The execution they achieved in the first half had been pleasing while, in the second half, they paid the price for missing a few opportunities, and Argentina had grown through that.
"While we lost a lot of momentum, a lot of that was due to them. I thought they came back really, really well and that 10-minute spell towards the end of the game showed great tenacity from our guys and will hold us in good stead for what's to come," he said.
The ability shown was not surprising because the side had trained well, he said.
"The strategy going into this game has put us in a pretty good place going into the next two weeks," he said.
The form shown by the younger players like Samisoni Taukei'aho, Tupou Vaa'i, Hoskins Sotutu and Ethan Blackadder revealed they were learning about the importance of preparation.
The quest was for consistency of performance regardless of who was on the field. And because of the number of opportunities missed, there was also a realisation that more ruthlessness was required.
"Overall, I think it was good for our newer players to feel that pressure and that tension, and I thought that fourth quarter will be gold for us because you realise you never have anyone beaten at Test level. They are always going to come back at you.
"And if you don't finish them off when you've got a chance you're in for a bunfight, and we had our hands full here," he said.
With so much attention pre-Test focused on Damian McKenzie's starting role at first five-eighths, Foster said he liked the composure McKenzie showed.
"I thought he dealt with the challenge well.

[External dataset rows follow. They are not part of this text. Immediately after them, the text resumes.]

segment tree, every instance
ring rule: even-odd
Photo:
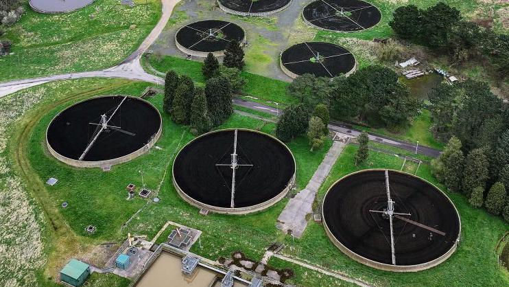
[[[479,148],[476,140],[482,133],[483,123],[501,113],[502,102],[491,93],[486,82],[467,80],[459,84],[458,89],[461,96],[453,117],[452,130],[468,151]]]
[[[207,109],[213,126],[219,126],[233,113],[230,82],[224,77],[211,78],[205,84]]]
[[[223,65],[229,68],[237,68],[242,71],[244,65],[244,51],[237,40],[232,40],[224,51]]]
[[[311,117],[309,119],[307,128],[307,137],[309,139],[311,152],[315,148],[318,148],[323,144],[324,129],[325,129],[325,125],[322,122],[322,119],[318,117]]]
[[[509,164],[506,164],[500,170],[498,180],[504,183],[504,186],[509,187]]]
[[[359,163],[362,163],[369,157],[369,149],[368,148],[368,143],[369,142],[369,137],[366,132],[362,132],[359,135],[359,149],[357,150],[355,153],[355,165]]]
[[[416,39],[420,37],[422,12],[415,5],[398,7],[392,13],[393,19],[389,25],[398,37],[403,39]]]
[[[438,159],[442,167],[441,172],[435,171],[437,178],[451,192],[458,192],[462,187],[465,158],[461,148],[461,141],[455,137],[451,137]],[[436,166],[433,163],[432,165]]]
[[[485,188],[486,181],[488,179],[488,159],[482,148],[472,150],[469,153],[465,161],[463,177],[463,192],[467,196],[470,196],[475,187]]]
[[[203,66],[202,66],[203,76],[205,76],[206,79],[212,78],[217,73],[218,69],[219,61],[217,58],[213,54],[209,53],[205,60],[203,60]]]
[[[175,90],[180,83],[180,79],[176,72],[169,70],[166,73],[165,78],[165,97],[163,102],[163,108],[169,113],[171,111],[173,99],[175,97]]]
[[[400,124],[416,115],[421,107],[390,69],[368,66],[350,76],[347,81],[350,91],[361,103],[361,117],[370,123]]]
[[[219,75],[228,79],[233,93],[240,93],[246,84],[246,79],[241,76],[240,71],[237,68],[221,66],[219,69]]]
[[[171,119],[179,124],[189,124],[191,113],[191,102],[192,101],[193,91],[191,88],[184,83],[177,87],[175,91],[175,97],[171,105]]]
[[[475,207],[482,206],[482,202],[484,200],[484,187],[478,186],[472,190],[472,194],[470,195],[469,203]]]
[[[493,152],[490,154],[490,175],[497,180],[500,172],[509,163],[509,130],[500,135]]]
[[[362,87],[358,88],[360,83],[344,77],[335,77],[332,79],[331,84],[332,89],[329,105],[333,117],[348,119],[359,115],[365,102],[358,92],[363,91]],[[328,104],[327,102],[322,102]]]
[[[313,112],[313,116],[318,117],[322,119],[322,122],[324,124],[324,132],[327,133],[327,125],[329,121],[331,119],[331,116],[329,115],[329,108],[327,106],[323,104],[318,104],[315,106],[315,111]]]
[[[203,89],[196,89],[191,104],[190,122],[191,127],[200,134],[208,132],[212,127],[206,106],[206,97]]]
[[[502,211],[502,216],[504,217],[504,220],[509,222],[509,203],[508,203],[507,205],[506,205],[506,207],[504,207],[504,211]]]
[[[490,191],[488,192],[488,195],[486,195],[486,200],[484,203],[486,210],[495,215],[500,214],[506,206],[506,187],[504,186],[504,183],[501,182],[495,183],[490,188]]]
[[[285,108],[276,124],[276,135],[283,141],[288,141],[304,133],[308,126],[307,111],[303,104],[290,105]]]
[[[448,139],[452,130],[452,122],[460,100],[455,86],[440,84],[428,93],[429,111],[433,119],[433,133],[436,137]]]

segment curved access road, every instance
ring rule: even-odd
[[[141,45],[138,49],[118,65],[102,71],[69,73],[62,75],[49,76],[47,77],[0,83],[0,97],[23,89],[37,86],[48,82],[84,78],[122,78],[129,80],[142,80],[158,84],[163,84],[164,80],[162,78],[150,74],[143,70],[143,68],[140,64],[140,58],[163,32],[163,30],[169,20],[169,17],[171,16],[171,12],[175,5],[180,1],[180,0],[161,0],[163,3],[163,14],[159,21],[147,38],[143,40],[143,42],[141,43]]]

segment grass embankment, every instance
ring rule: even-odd
[[[414,144],[418,141],[420,145],[442,150],[445,146],[445,144],[436,140],[429,130],[433,124],[431,112],[426,109],[422,109],[421,111],[412,122],[395,129],[368,128],[359,125],[354,125],[354,127],[361,130],[366,130]]]
[[[12,55],[0,57],[0,81],[93,71],[119,64],[134,51],[161,15],[160,0],[95,0],[76,12],[45,14],[25,1],[25,13],[7,29]]]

If anything, he was probably guilty of underplaying his hand, like he had more to offer so I was quite excited about his progress," he said.
Blackadder had shown in the Test what he showed every training run.
"He gives everything, he puts his body on the line, he trains hard and I was just delighted for him that he was able to keep duplicating what he does from Sunday to Friday. He's a top man, he gives you everything, wears his heart on his sleeve but he loves being in that black jersey and I think we saw that tonight," he said.
Captain Ardie Savea said it was good to see Sotutu and Blackadder add to the competition in the loose forward roles.
Savea said he was delighted with the side's scrummaging, especially the way they dominated the usually strong Argentine scrum when under goal-line pressure.
"It saved us a little bit when we had our backs against the wall," he said.
His message during the tough moments, when Argentina applied pressure, was to stay calm and concentrate on next-moment focus. They knew they were giving silly penalties away.
"It's good for us being able to have our backs against the wall and deal with that pressure. It's something that we can grow," he said.